Intercepting interpolated strings in C#

14 Sep 2017, 21:40

Permalink

If you use C#, you're probably familiar with interpolated strings, introduced in C# 6. In case you're not, this:

string.Format("Hello, {0}! The year is {1}.", name, DateTime.Now.Year)

...is equivalent to this:

$"Hello, {name}! The year is {DateTime.Now.Year}."

Interpolated strings integrate the argument expressions into the format string itself, rather than keeping them separate. It makes the whole thing quite a bit more readable.

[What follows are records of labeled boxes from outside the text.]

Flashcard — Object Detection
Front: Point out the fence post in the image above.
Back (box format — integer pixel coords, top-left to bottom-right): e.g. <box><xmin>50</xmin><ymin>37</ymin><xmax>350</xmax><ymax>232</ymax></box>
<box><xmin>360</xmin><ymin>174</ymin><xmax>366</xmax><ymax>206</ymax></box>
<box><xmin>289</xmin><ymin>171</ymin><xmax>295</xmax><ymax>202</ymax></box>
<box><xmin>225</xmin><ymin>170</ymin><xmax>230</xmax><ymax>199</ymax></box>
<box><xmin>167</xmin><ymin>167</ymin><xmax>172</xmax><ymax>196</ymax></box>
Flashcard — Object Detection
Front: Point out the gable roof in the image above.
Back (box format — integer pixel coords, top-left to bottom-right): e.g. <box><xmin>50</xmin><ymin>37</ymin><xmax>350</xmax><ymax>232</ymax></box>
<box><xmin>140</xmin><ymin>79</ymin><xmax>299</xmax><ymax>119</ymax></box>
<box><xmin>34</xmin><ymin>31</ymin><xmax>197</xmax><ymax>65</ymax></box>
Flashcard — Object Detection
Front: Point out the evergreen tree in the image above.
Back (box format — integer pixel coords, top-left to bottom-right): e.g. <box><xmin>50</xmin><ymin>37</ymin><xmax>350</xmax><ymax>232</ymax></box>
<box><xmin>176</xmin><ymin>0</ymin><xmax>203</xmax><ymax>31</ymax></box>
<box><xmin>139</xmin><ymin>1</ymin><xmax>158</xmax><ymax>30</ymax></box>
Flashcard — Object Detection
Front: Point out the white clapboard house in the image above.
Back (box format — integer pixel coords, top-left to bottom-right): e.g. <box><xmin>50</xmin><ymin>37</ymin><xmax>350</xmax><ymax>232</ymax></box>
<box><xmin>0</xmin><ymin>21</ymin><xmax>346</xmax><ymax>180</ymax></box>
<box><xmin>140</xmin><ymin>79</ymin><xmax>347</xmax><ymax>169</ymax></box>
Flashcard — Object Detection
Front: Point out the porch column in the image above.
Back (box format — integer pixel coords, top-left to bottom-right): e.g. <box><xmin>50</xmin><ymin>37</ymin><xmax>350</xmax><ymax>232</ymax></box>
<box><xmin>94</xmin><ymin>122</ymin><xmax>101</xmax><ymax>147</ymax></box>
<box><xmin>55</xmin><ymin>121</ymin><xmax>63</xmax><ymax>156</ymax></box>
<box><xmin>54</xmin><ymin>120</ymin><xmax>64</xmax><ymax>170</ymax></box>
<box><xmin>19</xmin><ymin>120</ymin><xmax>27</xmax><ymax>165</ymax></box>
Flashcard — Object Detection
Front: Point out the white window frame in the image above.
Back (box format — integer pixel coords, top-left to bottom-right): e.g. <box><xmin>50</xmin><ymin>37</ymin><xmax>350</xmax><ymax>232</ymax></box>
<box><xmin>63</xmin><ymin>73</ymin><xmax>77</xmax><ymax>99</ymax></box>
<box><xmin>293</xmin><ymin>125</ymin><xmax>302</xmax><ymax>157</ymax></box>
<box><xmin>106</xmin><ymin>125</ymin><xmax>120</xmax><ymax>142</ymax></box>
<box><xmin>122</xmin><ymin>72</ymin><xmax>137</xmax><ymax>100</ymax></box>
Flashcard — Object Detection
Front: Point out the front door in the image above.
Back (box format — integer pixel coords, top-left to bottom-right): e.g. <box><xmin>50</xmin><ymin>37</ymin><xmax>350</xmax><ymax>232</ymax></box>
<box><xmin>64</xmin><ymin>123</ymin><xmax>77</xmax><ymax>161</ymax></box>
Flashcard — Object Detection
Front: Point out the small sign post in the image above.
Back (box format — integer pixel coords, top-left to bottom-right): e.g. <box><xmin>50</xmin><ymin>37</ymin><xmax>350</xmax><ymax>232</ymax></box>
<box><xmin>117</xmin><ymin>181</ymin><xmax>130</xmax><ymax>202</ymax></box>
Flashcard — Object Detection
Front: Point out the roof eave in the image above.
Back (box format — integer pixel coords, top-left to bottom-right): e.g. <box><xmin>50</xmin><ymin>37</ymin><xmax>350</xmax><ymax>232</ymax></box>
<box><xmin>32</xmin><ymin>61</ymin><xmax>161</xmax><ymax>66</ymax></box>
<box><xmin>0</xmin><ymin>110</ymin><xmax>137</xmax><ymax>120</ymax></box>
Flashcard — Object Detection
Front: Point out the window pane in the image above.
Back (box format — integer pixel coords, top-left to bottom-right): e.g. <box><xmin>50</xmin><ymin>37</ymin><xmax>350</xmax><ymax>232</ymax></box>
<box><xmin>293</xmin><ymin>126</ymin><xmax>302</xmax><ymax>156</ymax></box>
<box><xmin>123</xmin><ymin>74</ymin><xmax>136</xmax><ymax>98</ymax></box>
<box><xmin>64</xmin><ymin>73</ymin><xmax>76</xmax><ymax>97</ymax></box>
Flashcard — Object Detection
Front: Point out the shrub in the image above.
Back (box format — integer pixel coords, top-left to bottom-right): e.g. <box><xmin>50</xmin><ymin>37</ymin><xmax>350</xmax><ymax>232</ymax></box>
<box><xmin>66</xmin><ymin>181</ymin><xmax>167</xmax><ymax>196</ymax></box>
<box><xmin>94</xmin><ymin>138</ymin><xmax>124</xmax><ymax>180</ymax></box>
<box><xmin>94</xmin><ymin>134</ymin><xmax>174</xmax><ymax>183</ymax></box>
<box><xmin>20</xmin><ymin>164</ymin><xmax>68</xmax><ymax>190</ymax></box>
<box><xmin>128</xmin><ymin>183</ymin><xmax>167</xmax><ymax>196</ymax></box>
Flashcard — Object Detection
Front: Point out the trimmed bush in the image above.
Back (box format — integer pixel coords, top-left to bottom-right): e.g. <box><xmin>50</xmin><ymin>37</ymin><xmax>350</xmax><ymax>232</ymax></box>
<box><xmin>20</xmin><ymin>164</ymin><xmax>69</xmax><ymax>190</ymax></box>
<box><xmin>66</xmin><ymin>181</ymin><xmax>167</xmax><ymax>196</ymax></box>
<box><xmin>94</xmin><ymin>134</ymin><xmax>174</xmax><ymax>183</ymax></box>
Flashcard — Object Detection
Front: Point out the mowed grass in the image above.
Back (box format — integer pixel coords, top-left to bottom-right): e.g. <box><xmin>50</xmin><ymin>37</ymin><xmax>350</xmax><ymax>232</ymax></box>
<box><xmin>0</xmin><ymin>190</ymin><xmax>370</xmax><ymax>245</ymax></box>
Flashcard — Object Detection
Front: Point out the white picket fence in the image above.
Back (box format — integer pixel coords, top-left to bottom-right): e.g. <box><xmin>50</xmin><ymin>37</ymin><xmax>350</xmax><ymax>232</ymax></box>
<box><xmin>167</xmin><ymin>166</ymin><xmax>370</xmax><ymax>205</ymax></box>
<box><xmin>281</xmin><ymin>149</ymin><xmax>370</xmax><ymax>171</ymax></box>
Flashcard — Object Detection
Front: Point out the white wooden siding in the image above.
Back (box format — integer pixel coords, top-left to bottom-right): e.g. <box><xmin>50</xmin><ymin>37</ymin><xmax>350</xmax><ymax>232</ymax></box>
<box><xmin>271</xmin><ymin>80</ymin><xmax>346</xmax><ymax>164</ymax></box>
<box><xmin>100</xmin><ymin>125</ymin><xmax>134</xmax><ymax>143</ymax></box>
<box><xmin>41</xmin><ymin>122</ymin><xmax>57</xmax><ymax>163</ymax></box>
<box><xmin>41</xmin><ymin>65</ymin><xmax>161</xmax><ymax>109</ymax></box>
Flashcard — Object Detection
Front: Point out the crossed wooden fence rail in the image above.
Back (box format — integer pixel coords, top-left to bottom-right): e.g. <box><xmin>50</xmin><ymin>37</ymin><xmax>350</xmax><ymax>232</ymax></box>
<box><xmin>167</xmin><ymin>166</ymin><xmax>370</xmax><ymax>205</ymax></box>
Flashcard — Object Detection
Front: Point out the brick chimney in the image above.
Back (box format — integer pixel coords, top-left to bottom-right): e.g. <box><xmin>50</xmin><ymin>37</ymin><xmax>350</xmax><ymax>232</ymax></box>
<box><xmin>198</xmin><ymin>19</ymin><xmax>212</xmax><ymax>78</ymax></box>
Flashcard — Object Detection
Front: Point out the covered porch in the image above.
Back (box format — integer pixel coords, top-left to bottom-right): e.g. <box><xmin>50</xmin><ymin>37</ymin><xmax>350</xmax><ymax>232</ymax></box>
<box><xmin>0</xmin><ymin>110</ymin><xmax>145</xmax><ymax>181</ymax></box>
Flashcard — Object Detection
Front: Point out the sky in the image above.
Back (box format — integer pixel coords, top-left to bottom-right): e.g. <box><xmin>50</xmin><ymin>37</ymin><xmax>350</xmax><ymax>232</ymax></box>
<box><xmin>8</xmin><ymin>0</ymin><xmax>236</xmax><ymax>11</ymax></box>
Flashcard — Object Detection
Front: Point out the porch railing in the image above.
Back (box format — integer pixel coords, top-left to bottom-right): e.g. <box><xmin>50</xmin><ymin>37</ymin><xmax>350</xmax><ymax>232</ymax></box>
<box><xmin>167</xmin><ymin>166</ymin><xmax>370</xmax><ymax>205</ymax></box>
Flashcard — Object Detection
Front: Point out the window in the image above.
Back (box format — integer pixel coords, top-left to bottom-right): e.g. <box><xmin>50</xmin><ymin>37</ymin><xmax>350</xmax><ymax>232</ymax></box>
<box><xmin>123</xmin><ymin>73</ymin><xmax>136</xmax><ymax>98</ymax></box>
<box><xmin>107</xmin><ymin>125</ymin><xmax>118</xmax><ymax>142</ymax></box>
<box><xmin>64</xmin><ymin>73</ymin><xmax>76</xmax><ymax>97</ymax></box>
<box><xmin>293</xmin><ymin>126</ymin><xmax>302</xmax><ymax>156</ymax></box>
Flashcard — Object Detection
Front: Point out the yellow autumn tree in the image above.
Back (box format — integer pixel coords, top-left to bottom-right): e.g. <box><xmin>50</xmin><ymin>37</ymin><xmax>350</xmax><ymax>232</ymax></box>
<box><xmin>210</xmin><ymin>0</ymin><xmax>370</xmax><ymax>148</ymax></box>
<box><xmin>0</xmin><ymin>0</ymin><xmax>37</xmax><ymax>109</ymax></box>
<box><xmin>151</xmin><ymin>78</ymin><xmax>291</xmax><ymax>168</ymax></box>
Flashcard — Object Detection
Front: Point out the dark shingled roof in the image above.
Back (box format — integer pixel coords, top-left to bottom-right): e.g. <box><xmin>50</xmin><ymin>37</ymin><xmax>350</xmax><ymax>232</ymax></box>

But interpolated strings can do more than that. Consider the following program:

static void Main(string[] args)
{
    var name = "World";
    ProcessString($"Hello, {name}! The year is {DateTime.Now.Year}.");
}

static void ProcessString(string arg)
{
    Console.WriteLine("Received the following string:");
    Console.Write('\t');
    Console.WriteLine(arg);
}

This program produces the following output:

Received the following string:
    Hello, World! The year is 2017.

Not entirely unexpected. But what if we replace the ProcessString method with the following:

static void Main(string[] args)
{
    var name = "World";
    ProcessString($"Hello, {name}! The year is {DateTime.Now.Year}.");
}

static void ProcessString(FormattableString arg)
{
    Console.WriteLine("Received the following FormattableString:");
    Console.Write('\t');
    Console.WriteLine(arg.Format);
    foreach (var item in arg.GetArguments())
    {
        Console.WriteLine("\t{0} ({1})", item, item.GetType());
    }
}

Note we haven't changed the Main method at all. This program outputs the following:

Received the following FormattableString:
    Hello, {0}! The year is {1}.
    World (System.String)
    2017 (System.Int32)

Some things to note:

Interpolated strings look a lot like the old string formats, under the hood.
Interpolated strings can be used both for regular string type arguments, as well as for arguments of type FormattableString.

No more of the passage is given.